CJUE, 30 janvier 2014, Diakete, C-285/12.
Le litige oppose M. Diakite, ressortissant guinéen, au Commissaire général aux réfugiés et aux apatrides. Ce dernier a refusé à M. Diakite le bénéfice de la protection subsidiaire.
La protection subsidiaire est encadrée par la directive 2004/83 qui énonce, en son article 2, que "tout ressortissant d'un pays tiers ou tout apatride qui ne peut être considéré comme un réfugié, mais pour lequel il y a des motifs sérieux et avérés de croire que la personne concernée, si elle était renvoyée dans son pays d'origine ou, dans le cas d'un apatride, dans le pays dans lequel il avait sa résidence habituelle, courrait un risque réel de subir les atteintes graves définies à l'article 15".
L'article 15 définit ces motifs graves. Il s'agit de "la peine de mort ou l'exécution, ou la torture ou des traitements ou sanctions inhumains ou dégradants infligés à un demandeur dans son pays d'origine, ou des menaces graves et individuelles contre la vie ou la personne d'un civil en raison d'une violence aveugle ou en cas de conflit armé interne ou international".
Afin d'obtenir un asile en Belgique, M. Diakite a fait valoir, en substance, qu'il risquait de subir une répression dans son pays d'origine du fait de son opposition au pouvoir en place. La question du Conseil d'État belge portait sur la notion de "conflit armé" au sens de l'article 15. Cette notion doit-elle être définie en se référant aux droit international humanitaire classique ou s'agit-il d'une notion propre au droit européen?
La Cour se prononce en faveur de la seconde option. Elle relève tout d'abord que "le législateur de l’Union a employé l’expression «conflit armé interne ou international», qui diffère des notions qui sont à la base même du droit international humanitaire, ce dernier distinguant, d’une part, les «conflits armés internationaux» et, d’autre part, les «conflits armés ne présentant pas un caractère international»" (point 20).
Ceci implique, selon la Cour, "que le législateur de l’Union a souhaité accorder la protection subsidiaire aux personnes concernées non seulement en cas de conflits armés internationaux et de conflits armés ne présentant pas un caractère international, tels que définis par le droit international humanitaire, mais, également, en cas de conflits armés internes, à condition que ces conflits soient caractérisés par le recours à une violence aveugle. Il n’est pas nécessaire, à cet égard, que soient présents tous les critères auxquels se réfèrent [les Conventions de Genève]" (point 21).
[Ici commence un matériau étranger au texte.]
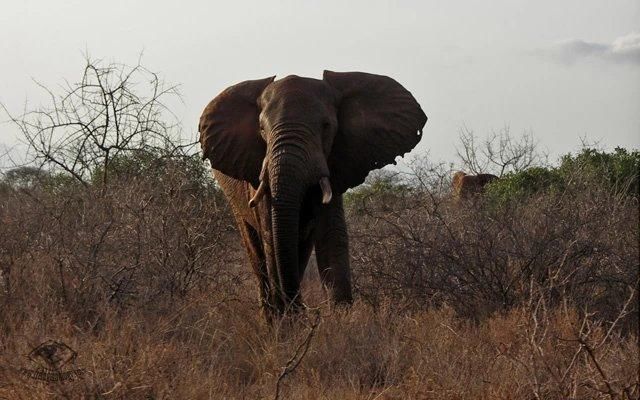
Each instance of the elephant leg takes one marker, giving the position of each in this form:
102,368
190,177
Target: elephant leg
332,251
259,265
Il importe alors de définir cette notion de "conflit armé". Pour se faire la Cour s'appuie sur une méthode textuelle (la signification de l'expression dans le langage courant) et systématique (le sens de l'expression dans son contexte réglementaire). L'on notera au passage qu'il est rare que la Cour explicite ses méthodes d'interprétation de manière aussi précise.
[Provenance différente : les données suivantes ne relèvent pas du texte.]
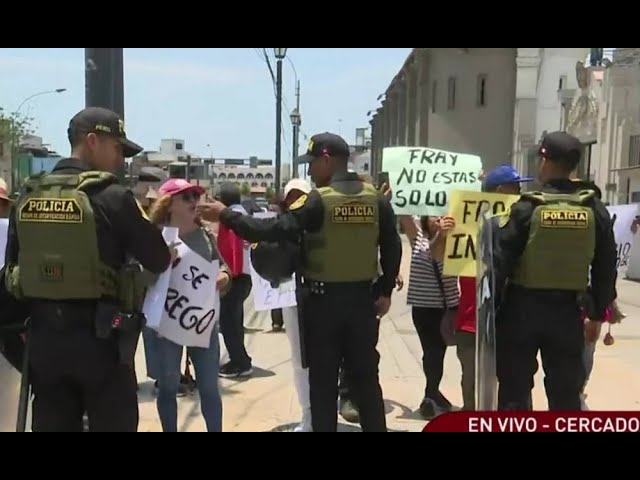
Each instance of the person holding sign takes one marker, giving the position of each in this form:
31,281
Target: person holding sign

La Cour, au terme d'une analyse à laquelel le lecteur curieux est renvoyé, conclut que la notion de "conflit armé" doit "être interprété en ce sens que l’existence d’un conflit armé interne doit être admise (...) lorsque les forces régulières d’un État affrontent un ou plusieurs groupes armés ou lorsque deux ou plusieurs groupes armés s’affrontent, sans qu’il soit nécessaire que ce conflit puisse être qualifié de conflit armé ne présentant pas un caractère international au sens du droit international humanitaire et sans que l’intensité des affrontements armés, le niveau d’organisation des forces armées en présence ou la durée du conflit fasse l’objet d’une appréciation distincte de celle du degré de violence régnant sur le territoire concerné" (point 35)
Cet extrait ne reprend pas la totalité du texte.